Explainer: Lead pipes can mean bad water, but corrosion control can limit lead’s impact

Controlling water’s corrosiveness can affect how it interacts with the piping material and what eventually comes out at the faucet.

Lead pipes and lead solder in a city’s water distribution system can mean dangerous water — like in the case of Flint, Michigan — but it doesn’t always mean a city’s water is bad. Many cities in the U.S., particularly older cities in the Northeast and Midwest have lead infrastructure, but lead in the water is minimal, meeting standards established by the Environmental Protection Agency.

Why is that?

Because the water’s properties can affect how it interacts with the piping material and what eventually comes out at the faucet.

In Flint, the water’s lead levels rose after the city changed water sources. The city had been purchasing its water from Detroit, which drew water from Lake Huron. To save money it started drawing water out of the Flint River. But the water from the Flint River, despite going through a water treatment facility, had different properties. It was more corrosive. As the water from the Flint River filled Flint’s pipes, some of which were made of lead, it started corroding the interiors, wearing away years’ worth of build-up that separated the actual lead from the water that eventually entered people’s homes.
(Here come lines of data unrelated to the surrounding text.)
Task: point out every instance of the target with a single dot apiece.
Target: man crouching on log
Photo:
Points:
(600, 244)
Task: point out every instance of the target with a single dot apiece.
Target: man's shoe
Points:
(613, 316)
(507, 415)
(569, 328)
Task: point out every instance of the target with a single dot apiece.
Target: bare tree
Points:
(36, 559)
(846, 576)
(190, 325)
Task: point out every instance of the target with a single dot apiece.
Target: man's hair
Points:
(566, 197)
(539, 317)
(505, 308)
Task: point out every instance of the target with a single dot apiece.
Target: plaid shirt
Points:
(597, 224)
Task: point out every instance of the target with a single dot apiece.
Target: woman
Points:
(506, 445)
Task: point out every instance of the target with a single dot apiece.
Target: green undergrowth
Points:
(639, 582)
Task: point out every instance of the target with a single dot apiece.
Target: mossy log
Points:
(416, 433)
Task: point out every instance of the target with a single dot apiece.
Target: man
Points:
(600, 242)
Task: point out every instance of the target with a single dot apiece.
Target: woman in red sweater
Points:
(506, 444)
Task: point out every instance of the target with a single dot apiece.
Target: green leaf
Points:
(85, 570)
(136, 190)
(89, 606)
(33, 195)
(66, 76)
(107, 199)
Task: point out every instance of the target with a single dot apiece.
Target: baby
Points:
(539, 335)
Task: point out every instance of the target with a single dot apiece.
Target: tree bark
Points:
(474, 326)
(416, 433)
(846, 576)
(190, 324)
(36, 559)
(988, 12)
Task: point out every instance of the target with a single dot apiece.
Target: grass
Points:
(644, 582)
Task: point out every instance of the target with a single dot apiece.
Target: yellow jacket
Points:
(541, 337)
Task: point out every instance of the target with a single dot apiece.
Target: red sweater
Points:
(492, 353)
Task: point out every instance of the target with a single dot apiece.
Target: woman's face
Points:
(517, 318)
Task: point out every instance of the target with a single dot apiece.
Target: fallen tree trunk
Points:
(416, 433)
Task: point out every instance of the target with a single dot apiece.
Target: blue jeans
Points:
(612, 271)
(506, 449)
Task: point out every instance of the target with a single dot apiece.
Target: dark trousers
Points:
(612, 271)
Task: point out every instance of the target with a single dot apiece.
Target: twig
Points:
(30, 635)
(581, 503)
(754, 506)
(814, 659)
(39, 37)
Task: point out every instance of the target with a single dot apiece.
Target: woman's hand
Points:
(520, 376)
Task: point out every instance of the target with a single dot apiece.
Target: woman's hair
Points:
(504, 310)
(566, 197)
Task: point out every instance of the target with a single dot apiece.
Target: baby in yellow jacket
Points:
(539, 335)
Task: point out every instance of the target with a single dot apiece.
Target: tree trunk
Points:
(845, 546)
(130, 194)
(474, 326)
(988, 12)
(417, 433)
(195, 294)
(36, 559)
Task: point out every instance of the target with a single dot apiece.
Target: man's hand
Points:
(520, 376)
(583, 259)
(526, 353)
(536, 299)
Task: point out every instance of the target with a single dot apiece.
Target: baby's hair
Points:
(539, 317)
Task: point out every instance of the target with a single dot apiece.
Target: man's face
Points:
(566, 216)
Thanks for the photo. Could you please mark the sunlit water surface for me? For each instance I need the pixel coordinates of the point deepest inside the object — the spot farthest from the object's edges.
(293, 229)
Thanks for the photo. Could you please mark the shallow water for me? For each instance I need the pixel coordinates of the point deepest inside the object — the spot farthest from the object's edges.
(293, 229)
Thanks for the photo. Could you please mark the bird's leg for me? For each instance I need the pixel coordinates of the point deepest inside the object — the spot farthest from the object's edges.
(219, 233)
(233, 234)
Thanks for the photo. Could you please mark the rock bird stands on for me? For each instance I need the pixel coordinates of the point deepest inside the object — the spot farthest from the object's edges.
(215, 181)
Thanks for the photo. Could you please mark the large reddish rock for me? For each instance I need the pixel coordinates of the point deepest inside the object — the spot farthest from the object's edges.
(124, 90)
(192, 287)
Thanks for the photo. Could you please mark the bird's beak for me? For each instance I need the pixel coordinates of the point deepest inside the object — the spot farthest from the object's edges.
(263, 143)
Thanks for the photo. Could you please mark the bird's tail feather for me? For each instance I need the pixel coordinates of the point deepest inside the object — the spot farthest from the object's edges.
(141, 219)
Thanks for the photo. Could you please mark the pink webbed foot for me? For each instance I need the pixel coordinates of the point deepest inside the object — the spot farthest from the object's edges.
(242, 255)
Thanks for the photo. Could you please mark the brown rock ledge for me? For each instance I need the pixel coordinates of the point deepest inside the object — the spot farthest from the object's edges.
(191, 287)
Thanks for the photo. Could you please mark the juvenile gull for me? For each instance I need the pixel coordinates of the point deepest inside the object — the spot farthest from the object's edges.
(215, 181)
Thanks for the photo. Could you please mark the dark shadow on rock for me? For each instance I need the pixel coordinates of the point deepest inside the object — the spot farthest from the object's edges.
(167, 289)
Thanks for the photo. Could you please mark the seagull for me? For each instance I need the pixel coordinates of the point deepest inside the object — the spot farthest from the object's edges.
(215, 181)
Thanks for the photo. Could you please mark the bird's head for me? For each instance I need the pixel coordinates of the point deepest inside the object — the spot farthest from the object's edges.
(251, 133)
That build-up —made up of biofilms and mineral coating  — consists of microorganisms, and organic and inorganic materials. It’s basically a lining between the water and the lead pipe.

The Flint River water first corroded away the film and then started to pick up lead from the exposed pipe.

Many other cities with corrosive water sources add anti-corrosive chemicals to the water before it gets distributed to households. In fact, this is mandated by the EPA’s Lead and Copper Rule, which requires utilities to develop and use a corrosion control plan. If tests reveal elevated levels of lead in the water, utilities have to tweak the corrosion controls in place until water quality improves (or take other steps to decrease lead levels in the water).

The controls can include various adjustments to the water, like changing its alkalinity and pH, hardness, and/or adding phosphate or silicate-based “corrosion inhibitors.”

In some cases, corrosion controls don’t work or have side-effects unacceptable to a utility, and the utility has to seek alternative ways to reduce lead levels. That’s what happened in Madison, Wisconsin.

But in Flint, the water utility simply did not have a corrosion control plan in place, despite statements to the contrary by some state regulators.

In January, Pittsburgh tweaked its corrosion control plan, switching from adding caustic soda to soda ash to make the water less corrosive. The city’s latest reported water tests, which included samples from 50 homes in 2013, showed lead levels just a hair shy of triggering action as mandated by the Lead and Copper Rule. Ten percent of tested taps — that’s five homes — had lead levels above EPA’s action level, which is 15 parts per billion. The lead level at the 90th percentile — that’s the statistical measure EPA uses to gauge compliance and means that 90 percent of samples were below that number — was 14.7 parts per billion. The utility is scheduled to retest 50 taps this summer, though there’s no guarantee it will be the same homes from 2013.